Ses pensées furent arrêtées par le son strident d'une alarme. Si ma journée peut s'arrêter par un fichu incendie, ça me déplairait pas, il est 20 heures, bon Dieu !

Il se leva tant bien que mal, non sans se presser pour marcher d'un pas lourd, fatigué d'une journée intense de travail d'ouvrier, une journée si semblable à beaucoup d'autres... Au moins cette alarme sera une anecdote à raconter à ma femme, elle finit par se lasser des réparations constantes de machines au dîner. Même si j'espère qu'elle ne m'a pas attendu pour celui-ci.

En sortant du couloir, il fut inondé par les lumières rouges que produisaient les alarmes accrochées en haut des murs. Le son était tel que Mordacus avait l'impression que c'était la seule raison d'être de ce putain de monde. La lumière avait un aspect quasiment divin et le son était comme "les trompettes de l'apocalypse", c'est ce que son grand père lui disait quand il était encore enfant, il savait que c'était en rapport à une religion mais il n'aurait su dire quoi, plus personne ne croyait en quoi que ce soit, d'ailleurs. On utilisait le terme de Dieu uniquement pour jurer. Si c'est ça, l'apocalypse, la fin des temps, alors je m'y jette de cœur joie pour échapper à cet enfer des usines. Il longea le couloir jusqu'à arriver à l'ascenseur. En appuyant sur le bouton, il comprit aussitôt que celui-ci ne fonctionnerait pas. C'est p'tete bien plus important que les dernières alertes que j'ai connu. La dernière remontait à l'année dernière et c'était un crétin qui l'avait activé par erreur. Il l'a payé de son poste. L'alerte la plus importante était un court-circuit dû à un départ de feu. Mais jamais d'exercice car c'est une perte de temps, les ouvriers sont des machines qui réparent des foutues machines. Point. Il faut maximiser leur temps de travail.

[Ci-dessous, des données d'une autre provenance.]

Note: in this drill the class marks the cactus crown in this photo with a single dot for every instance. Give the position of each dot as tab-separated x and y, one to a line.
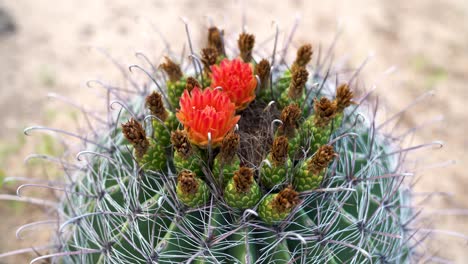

Pour la deuxième fois de sa journée, ses pensées s'arrêtèrent nettes. Du coin de l'oeil, il pouvait voir la baie vitrée sur l'un des coins du couloir en forme de T. Comme hypnotisé, il s'avança vers la vitre d'un geste macabre au son de l'alarme. Il s'arrêta, le nez dégoulinant de sueur à quelques centimètres. Le spectacle était saisissant. D'ordinaire, il ne regardait pas cette vue sur les côtes de Nysteria car le simple fait de voir les usines s'empiler à quelques mètres de la mer crachant leur fumée toxique lui donnait envie de vomir. Ces usines si noires remplies de suie. Cette mer si belle qui semblait être un obstacle infranchissable. Et Nysteria cette prison qui le consumait petit à petit. Mais là, la vue était toute autre. Les flammes se reflétaient dans les yeux de l'ouvrier de 50 ans, qui semblaient en avoir bien plus, les traits marqués par 30 ans d'usines. Le cambouis masquait en partie son visage bazané. Tout brûlait. Une immense flotte couvrait la mer. On ne la voyait même plus, à la place d'immenses navires de guerres et un porte avion au loin faisant de l'ombre aux autres. Des vaisseaux étaient déployés un peu partout et tiraient de temps à autre sur les immenses générateurs. Ils vont couper toute l'énergie des usines. Des immenses flammes s'élevaient loin dans le ciel sur les bâtiments voisins. Il pouvait apercevoir l'armée de Nysteria. Mais ses chars et tanks n'avaient eu le temps de rien faire. Ils étaient carbonisés en plein milieu des rues. Des vaisseaux nysteriens, repérables avec leur emblème du marteau : signe du travailleur acharné, s'étaient écrasés dans d'autres usines, augmentant le chaos omniprésent.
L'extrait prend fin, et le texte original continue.